Ania Dabrowska
- Born in Poland in 1973 and lives in London.
- Works with photography, installation, text, sound and video.
- Interested in the impact that bringing together different registers of time and space and different cultural identities might have on each other when re-configured in a context of new work.
- Her project are often socially engaging and use participatory and collaborative methodologies.
Dr Bronwyn Parry
- Dr Bronwyn Parry is an economic and cultural geographer.
- Her primary interests lie in investigating the way human-environment relations are being re-cast by technological, economic and regulatory changes.
- Her interests include the rise and operation of the life sciences industry, informationalism, the commodification of life forms, post humanism, bioethics and systems for knowing, disciplining and governing nature.
Mind Over Matter
- Mind over matter is a science-art collaboration.
- About 12 brain donors, aged between 84 - over a 100, donating to try and find a cure for dementia.
- Understanding the scientific basis of dementia entails undertaking research on human brain tissue from people who were and were not effected by the disease.
- The exhibition element to mind over matter shows what happens behind the doors of brain bank labs to help rehabilitate and celebrate the practice of bodily donation in the public imagination.
- The exhibition works through issues relating to autonomy, the legacy of gifting, and the brave new world of biological re-modelling.
- The authors of the project met some of Britain's oldest prospective brain donors who agreed to be photographed and interviews about their lives and involvement in brain research.

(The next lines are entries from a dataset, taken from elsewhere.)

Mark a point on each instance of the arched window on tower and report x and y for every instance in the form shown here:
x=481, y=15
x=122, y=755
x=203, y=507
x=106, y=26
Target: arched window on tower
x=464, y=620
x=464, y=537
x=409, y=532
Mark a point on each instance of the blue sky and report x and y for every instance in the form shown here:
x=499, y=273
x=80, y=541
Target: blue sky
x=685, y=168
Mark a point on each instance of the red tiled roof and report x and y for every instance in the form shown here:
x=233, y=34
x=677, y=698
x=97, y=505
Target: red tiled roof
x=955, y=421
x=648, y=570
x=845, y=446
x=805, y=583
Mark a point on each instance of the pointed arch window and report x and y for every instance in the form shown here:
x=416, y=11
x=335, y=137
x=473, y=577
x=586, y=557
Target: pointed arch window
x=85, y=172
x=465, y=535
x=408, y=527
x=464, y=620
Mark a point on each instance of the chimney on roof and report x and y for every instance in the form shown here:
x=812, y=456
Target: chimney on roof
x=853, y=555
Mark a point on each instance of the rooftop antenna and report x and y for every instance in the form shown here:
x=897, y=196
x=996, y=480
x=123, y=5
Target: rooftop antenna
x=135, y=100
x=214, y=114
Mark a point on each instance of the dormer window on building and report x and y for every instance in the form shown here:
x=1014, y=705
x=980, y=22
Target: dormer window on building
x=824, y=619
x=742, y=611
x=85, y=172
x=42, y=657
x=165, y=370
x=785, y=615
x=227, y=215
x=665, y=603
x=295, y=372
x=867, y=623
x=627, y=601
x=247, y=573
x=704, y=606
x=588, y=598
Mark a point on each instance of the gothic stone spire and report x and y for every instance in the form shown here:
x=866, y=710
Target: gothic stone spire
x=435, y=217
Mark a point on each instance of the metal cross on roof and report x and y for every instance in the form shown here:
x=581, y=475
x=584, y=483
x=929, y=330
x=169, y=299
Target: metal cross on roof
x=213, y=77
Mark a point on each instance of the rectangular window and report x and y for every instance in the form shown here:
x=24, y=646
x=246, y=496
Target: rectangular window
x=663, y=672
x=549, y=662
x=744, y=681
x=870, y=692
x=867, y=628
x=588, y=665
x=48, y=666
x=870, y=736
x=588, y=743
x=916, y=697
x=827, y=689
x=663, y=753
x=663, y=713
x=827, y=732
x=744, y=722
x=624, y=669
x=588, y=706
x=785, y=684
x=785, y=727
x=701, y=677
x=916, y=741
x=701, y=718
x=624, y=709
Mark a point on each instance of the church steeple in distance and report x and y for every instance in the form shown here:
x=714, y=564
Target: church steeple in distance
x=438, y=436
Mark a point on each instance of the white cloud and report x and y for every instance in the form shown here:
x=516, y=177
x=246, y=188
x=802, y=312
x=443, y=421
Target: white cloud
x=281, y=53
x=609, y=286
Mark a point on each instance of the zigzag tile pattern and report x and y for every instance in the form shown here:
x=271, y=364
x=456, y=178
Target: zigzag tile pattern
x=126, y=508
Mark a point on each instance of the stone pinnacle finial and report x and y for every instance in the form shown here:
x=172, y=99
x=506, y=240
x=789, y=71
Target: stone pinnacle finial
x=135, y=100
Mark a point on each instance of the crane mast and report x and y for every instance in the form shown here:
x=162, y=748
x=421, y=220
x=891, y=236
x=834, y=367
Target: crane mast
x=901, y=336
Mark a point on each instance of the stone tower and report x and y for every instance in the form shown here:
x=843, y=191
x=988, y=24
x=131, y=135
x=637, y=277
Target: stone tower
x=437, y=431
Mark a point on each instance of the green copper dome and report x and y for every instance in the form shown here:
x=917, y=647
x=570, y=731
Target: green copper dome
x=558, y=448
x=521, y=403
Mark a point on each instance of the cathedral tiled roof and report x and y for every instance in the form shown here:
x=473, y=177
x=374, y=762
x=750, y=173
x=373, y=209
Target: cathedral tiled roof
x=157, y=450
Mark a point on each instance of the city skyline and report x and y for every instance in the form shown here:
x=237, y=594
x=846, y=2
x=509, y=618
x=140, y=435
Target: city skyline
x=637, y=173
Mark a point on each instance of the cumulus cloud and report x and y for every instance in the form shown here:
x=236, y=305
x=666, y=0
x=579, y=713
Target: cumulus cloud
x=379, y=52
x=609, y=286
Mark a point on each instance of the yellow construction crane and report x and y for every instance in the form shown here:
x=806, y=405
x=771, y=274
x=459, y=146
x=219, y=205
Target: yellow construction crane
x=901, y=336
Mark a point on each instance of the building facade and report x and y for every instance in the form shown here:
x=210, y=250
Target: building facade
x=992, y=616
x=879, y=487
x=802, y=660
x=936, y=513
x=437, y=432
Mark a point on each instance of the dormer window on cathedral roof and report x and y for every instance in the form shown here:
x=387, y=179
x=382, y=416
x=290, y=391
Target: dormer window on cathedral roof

- Drawing on themes of memory, death, the transience of the body and ageing, the artist uses the labyrinth-like exhibition site to evoke a phenomenological experience of what it might feel like to lose one's memory.
- Ania Dabrowska inter weaves photographic portraits, appropriated archival and medical photographs, projections, sound narratives and scientific artefacts to present a layered contemplation about the nature of memory loss, and to trace the new lives that the brains take on after the donors death.
- In reflecting on why bodily donations has always been a strictly anonymous activity, the authors explore what the ethical, psychological, religious and social implications are for donors, their families and researchers in re-negotiating the historical relationship between anonymity, objectivity and the impartiality of science.